Grayson’s POV
Everything feels… distant.
Sound is muffled. Light is a blur behind closed lids. Time doesn’t tick — it drips, slow and uneven.
But when she walked in, everything changed.
He didn’t know if the door made a sound. Didn’t know how long she’d been sitting there, sketchpad in her lap, breathing like she belonged to a softer world. But the moment she entered the room, he knew.
It was her.
Amelia.
Her name rose from somewhere deep inside — the place he’d been trapped, stuck in stillness and silence.
She was here.
After everything — after months of searching for her, of wondering if he imagined that one brief moment in New York — she was here. In this room. Sitting only feet away, unaware of the way his entire world shifted.
Her voice, when it finally broke the quiet, felt like sunlight on his skin.
“I don’t really know why I stayed,” she whispered. “I just… did.”
He wanted to answer. God, he tried. Muscles strained against nothing. His fingers didn’t move. His lips didn’t twitch.

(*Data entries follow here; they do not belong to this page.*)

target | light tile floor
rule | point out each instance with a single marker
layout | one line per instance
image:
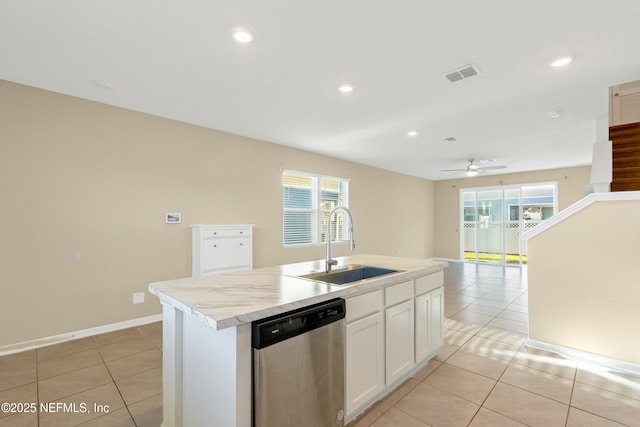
(483, 376)
(108, 380)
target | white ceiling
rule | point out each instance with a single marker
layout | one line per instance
(177, 59)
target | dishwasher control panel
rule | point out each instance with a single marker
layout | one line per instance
(274, 329)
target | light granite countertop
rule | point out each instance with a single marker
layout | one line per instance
(231, 299)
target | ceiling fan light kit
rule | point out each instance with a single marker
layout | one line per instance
(473, 169)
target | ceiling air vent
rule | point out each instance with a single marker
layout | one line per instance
(465, 72)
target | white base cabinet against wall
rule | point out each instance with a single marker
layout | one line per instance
(390, 333)
(221, 248)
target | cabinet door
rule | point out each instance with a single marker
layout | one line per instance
(423, 327)
(624, 103)
(364, 361)
(437, 318)
(399, 335)
(225, 253)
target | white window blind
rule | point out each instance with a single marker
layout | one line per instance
(307, 200)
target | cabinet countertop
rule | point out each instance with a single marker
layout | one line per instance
(225, 300)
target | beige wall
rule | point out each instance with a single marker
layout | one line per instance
(85, 187)
(583, 281)
(571, 188)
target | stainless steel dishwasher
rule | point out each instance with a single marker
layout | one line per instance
(298, 367)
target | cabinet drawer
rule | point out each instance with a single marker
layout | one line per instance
(363, 305)
(426, 283)
(212, 234)
(398, 293)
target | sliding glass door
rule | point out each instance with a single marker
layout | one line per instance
(493, 218)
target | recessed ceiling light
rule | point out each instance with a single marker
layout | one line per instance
(561, 62)
(242, 35)
(102, 84)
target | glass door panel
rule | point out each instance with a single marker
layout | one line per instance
(490, 245)
(493, 219)
(512, 226)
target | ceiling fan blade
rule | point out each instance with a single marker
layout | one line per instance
(490, 167)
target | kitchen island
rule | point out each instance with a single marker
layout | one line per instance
(207, 330)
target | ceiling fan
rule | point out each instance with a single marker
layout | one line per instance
(473, 169)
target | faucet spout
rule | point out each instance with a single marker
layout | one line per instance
(352, 243)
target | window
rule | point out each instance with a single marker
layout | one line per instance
(307, 200)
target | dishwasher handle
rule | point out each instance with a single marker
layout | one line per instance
(274, 329)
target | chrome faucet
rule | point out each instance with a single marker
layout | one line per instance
(352, 244)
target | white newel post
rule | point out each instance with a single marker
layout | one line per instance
(602, 162)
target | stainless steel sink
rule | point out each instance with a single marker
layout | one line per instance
(349, 274)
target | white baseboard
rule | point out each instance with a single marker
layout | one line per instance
(618, 365)
(56, 339)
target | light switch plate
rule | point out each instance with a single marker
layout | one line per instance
(173, 218)
(138, 297)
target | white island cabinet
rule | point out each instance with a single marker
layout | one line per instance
(207, 366)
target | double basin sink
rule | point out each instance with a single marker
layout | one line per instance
(349, 274)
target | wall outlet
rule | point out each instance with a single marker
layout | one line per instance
(138, 297)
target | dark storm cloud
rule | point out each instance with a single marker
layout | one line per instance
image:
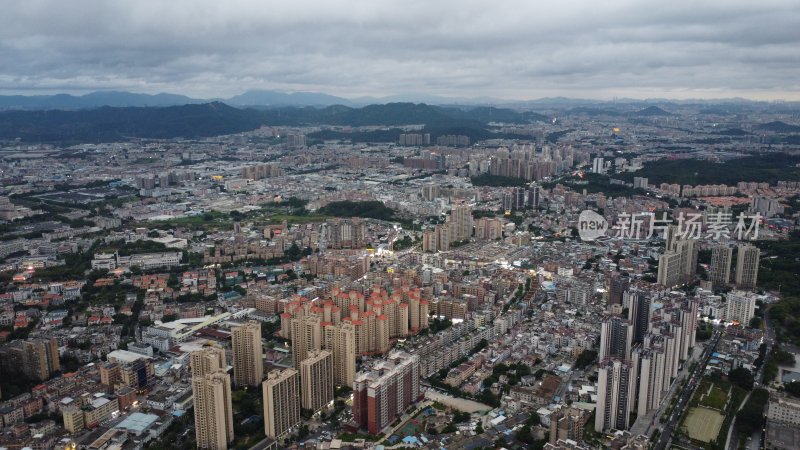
(522, 49)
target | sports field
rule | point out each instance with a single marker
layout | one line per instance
(703, 424)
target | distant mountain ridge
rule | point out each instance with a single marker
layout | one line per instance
(106, 124)
(270, 98)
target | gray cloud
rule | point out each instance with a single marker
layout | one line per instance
(511, 49)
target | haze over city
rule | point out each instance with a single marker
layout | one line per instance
(372, 225)
(516, 50)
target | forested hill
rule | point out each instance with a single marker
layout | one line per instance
(109, 124)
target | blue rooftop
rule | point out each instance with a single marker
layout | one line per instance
(137, 422)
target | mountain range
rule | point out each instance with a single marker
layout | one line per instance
(269, 98)
(107, 124)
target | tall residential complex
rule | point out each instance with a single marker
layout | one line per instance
(638, 312)
(436, 239)
(385, 392)
(248, 354)
(670, 269)
(281, 391)
(740, 306)
(213, 411)
(40, 358)
(617, 285)
(615, 386)
(616, 337)
(720, 270)
(460, 222)
(340, 340)
(210, 359)
(747, 259)
(211, 387)
(316, 380)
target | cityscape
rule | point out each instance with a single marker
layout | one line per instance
(272, 267)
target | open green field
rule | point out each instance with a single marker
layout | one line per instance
(716, 398)
(703, 424)
(311, 218)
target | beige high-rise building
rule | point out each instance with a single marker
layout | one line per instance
(316, 380)
(40, 358)
(306, 337)
(210, 359)
(281, 392)
(460, 222)
(747, 259)
(740, 306)
(688, 251)
(213, 411)
(340, 340)
(669, 269)
(248, 354)
(720, 271)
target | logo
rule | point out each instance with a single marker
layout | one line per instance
(591, 225)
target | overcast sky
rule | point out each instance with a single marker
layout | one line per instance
(505, 49)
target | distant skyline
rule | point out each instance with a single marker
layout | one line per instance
(509, 50)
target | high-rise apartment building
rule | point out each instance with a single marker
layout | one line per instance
(534, 196)
(281, 391)
(688, 251)
(719, 272)
(638, 312)
(598, 165)
(617, 285)
(306, 337)
(210, 359)
(740, 306)
(567, 423)
(615, 387)
(460, 222)
(616, 338)
(385, 392)
(669, 269)
(316, 380)
(213, 410)
(248, 354)
(488, 228)
(340, 340)
(40, 358)
(437, 239)
(747, 259)
(211, 386)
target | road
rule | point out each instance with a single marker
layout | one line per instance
(668, 429)
(757, 439)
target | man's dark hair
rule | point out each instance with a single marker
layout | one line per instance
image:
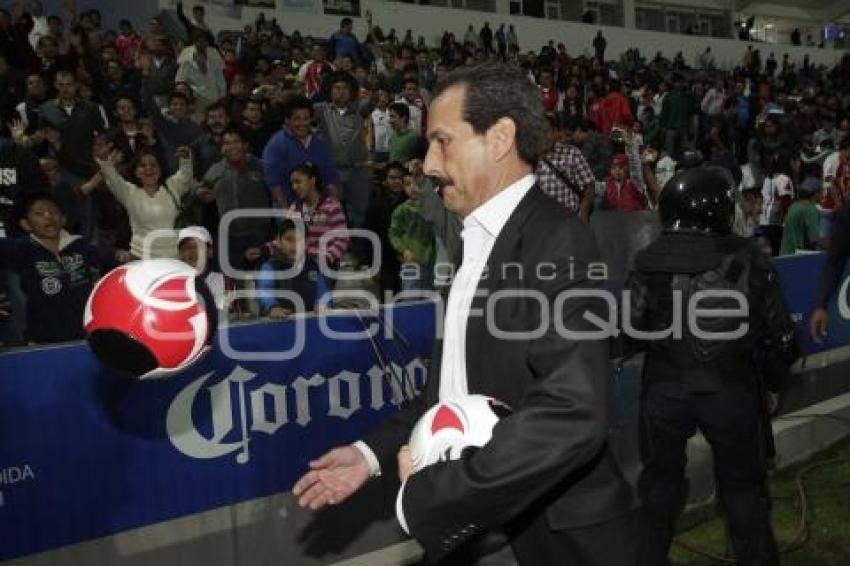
(494, 91)
(294, 103)
(128, 98)
(401, 109)
(217, 105)
(409, 80)
(574, 124)
(177, 94)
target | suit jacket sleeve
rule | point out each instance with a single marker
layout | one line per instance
(559, 426)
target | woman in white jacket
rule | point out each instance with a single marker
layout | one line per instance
(151, 203)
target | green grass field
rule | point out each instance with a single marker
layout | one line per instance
(828, 537)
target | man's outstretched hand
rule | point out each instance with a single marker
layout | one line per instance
(332, 479)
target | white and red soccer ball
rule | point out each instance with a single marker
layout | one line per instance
(149, 318)
(449, 427)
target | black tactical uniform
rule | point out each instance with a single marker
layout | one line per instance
(704, 373)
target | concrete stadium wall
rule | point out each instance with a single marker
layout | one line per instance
(431, 21)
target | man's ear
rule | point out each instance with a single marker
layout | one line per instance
(501, 138)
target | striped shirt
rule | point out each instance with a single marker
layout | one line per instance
(326, 217)
(570, 163)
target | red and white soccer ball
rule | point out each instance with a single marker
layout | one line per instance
(148, 318)
(448, 427)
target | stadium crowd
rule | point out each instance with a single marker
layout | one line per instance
(110, 136)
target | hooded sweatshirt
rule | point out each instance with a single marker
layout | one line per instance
(57, 286)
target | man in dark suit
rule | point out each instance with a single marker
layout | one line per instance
(547, 478)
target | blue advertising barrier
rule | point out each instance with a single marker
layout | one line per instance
(85, 452)
(799, 275)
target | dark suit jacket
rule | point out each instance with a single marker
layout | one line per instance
(551, 455)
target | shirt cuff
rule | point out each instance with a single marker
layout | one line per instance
(399, 509)
(371, 459)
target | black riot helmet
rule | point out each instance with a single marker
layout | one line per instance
(700, 199)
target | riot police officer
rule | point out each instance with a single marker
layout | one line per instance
(699, 370)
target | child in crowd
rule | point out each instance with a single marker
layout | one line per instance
(621, 193)
(195, 247)
(747, 212)
(382, 202)
(55, 269)
(802, 223)
(305, 280)
(411, 236)
(321, 214)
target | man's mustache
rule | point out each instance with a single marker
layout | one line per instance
(440, 183)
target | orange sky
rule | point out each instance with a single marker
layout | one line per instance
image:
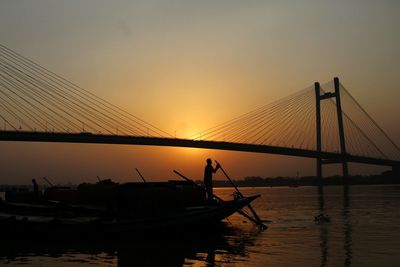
(186, 66)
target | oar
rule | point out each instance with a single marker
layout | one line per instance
(240, 194)
(258, 223)
(141, 176)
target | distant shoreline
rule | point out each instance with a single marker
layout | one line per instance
(381, 179)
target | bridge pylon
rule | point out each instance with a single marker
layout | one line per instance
(343, 159)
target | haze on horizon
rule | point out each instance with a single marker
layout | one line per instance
(186, 66)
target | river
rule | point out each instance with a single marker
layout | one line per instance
(364, 230)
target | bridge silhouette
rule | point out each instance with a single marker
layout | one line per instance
(323, 121)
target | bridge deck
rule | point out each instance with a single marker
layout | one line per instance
(177, 142)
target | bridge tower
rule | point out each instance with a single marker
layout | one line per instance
(319, 98)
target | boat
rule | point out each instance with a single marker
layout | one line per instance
(108, 208)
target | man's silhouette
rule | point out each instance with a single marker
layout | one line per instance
(208, 172)
(35, 187)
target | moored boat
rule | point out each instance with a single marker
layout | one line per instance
(109, 208)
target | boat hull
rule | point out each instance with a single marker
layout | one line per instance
(20, 224)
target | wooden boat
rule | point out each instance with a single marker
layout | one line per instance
(115, 209)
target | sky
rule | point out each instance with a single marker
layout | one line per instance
(186, 66)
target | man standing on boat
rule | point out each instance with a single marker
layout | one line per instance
(208, 172)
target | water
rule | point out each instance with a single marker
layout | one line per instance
(364, 231)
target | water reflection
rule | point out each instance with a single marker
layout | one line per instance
(347, 226)
(324, 230)
(164, 249)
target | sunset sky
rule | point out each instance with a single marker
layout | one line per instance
(186, 66)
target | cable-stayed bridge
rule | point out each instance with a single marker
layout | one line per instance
(322, 121)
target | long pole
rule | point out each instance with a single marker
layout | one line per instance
(258, 223)
(240, 194)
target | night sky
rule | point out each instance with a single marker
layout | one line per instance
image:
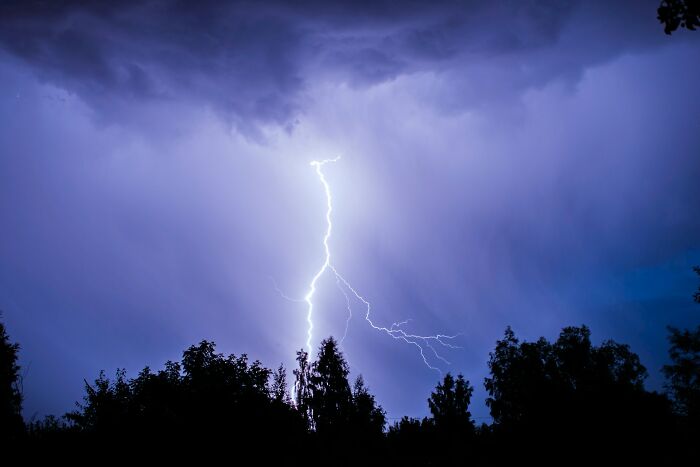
(524, 163)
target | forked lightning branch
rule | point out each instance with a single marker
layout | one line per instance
(426, 345)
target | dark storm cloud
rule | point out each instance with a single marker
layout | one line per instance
(252, 61)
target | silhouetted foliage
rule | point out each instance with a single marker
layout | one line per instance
(331, 398)
(675, 13)
(574, 394)
(683, 373)
(567, 401)
(449, 404)
(11, 424)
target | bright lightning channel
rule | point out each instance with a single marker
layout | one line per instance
(395, 331)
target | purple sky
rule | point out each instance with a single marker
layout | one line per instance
(532, 164)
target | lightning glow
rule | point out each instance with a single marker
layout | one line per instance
(395, 331)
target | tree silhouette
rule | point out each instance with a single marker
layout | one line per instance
(331, 398)
(683, 373)
(562, 392)
(449, 405)
(11, 424)
(302, 387)
(367, 418)
(675, 13)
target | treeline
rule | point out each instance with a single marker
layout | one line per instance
(566, 401)
(561, 402)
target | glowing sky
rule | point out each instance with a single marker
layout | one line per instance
(532, 164)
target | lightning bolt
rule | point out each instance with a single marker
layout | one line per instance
(395, 331)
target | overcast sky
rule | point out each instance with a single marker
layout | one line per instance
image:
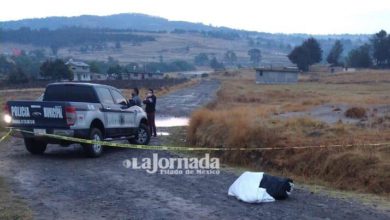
(276, 16)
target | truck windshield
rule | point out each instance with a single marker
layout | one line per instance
(70, 93)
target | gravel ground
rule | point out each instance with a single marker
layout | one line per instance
(63, 184)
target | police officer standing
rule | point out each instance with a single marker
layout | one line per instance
(150, 103)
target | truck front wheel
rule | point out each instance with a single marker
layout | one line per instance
(94, 150)
(35, 146)
(142, 137)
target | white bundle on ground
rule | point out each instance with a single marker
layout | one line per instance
(257, 187)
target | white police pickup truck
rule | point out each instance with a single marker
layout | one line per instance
(81, 110)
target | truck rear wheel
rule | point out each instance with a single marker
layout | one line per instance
(35, 146)
(94, 150)
(142, 137)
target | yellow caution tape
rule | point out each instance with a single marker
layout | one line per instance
(149, 147)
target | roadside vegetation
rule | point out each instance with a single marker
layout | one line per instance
(249, 115)
(11, 207)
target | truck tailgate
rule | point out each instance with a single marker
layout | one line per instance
(38, 114)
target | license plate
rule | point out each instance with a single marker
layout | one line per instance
(38, 132)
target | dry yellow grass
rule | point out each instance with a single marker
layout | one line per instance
(244, 116)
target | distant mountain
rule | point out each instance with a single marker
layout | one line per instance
(118, 21)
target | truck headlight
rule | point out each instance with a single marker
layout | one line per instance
(7, 118)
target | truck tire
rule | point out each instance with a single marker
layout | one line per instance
(142, 137)
(94, 150)
(35, 146)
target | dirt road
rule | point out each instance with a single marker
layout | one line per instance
(63, 184)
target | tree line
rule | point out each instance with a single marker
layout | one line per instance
(34, 65)
(375, 53)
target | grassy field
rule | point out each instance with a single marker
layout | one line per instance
(169, 45)
(10, 206)
(248, 115)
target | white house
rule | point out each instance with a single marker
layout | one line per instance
(80, 70)
(283, 75)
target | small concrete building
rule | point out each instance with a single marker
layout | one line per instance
(283, 75)
(80, 70)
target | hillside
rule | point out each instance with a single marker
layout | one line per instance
(117, 21)
(145, 38)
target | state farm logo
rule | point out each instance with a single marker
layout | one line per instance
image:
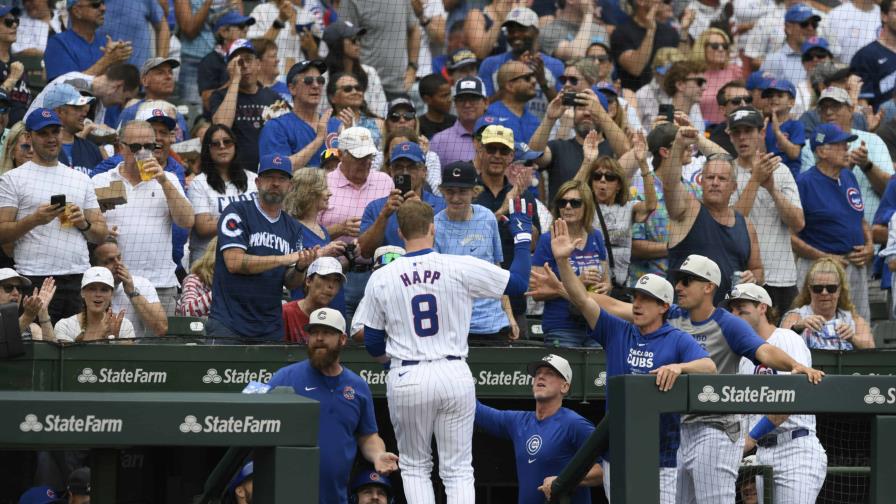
(874, 396)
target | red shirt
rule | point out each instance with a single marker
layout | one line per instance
(294, 322)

But inside, he was shouting.
Don’t leave.
She kept talking, unsure, nervously filling the air. She told him about Isabel. About herself. That she was a designer. A dreamer. Lonely, sometimes.
He wanted to say, Me too.
He wanted to tell her that he saw her that day in the bookstore. That he remembered the way her eyes moved across a page, the shape of her smile. That he didn’t forget — not once. Not through the surgeries. Not through the coma. Not even now, when everything around him felt so far away.
He wanted her to know he’d been looking for her.
But all he could do was listen. And hope it was enough.
Then, suddenly, she stopped talking.
He could hear her shift, feel her energy change.
And then the worst words:
“I should probably head out.”
No.
His chest tightened. His breath caught.
She was leaving.
After all this — after he’d finally found her, after she’d finally come — she was leaving.
What if she doesn’t come back?
What if she realized he wasn’t worth it? Just a man stuck in a bed, unmoving, unreachable. What if she saw nothing left to hold onto?
He panicked.
His body couldn’t move, but something inside fought. Clawed.
And then — it happened.
The monitor spiked.
A beeping sound filled the room, fast and sharp. A jolt of something. Doctors rushed in. Voices blurred. One of them said it was just a surge. Just emotion.
But he knew better.
It was her.
He heard a laugh — low, gentle.
Zach.
“Looks like Gray doesn’t want you to leave.”
Please don’t.
That’s all he wanted to say.
Don’t leave. Not yet. Not again.
Because now that she was real — now that she wasn’t just a memory or a wish — the thought of her walking away felt unbearable.
And he could only hope… that she felt it, too.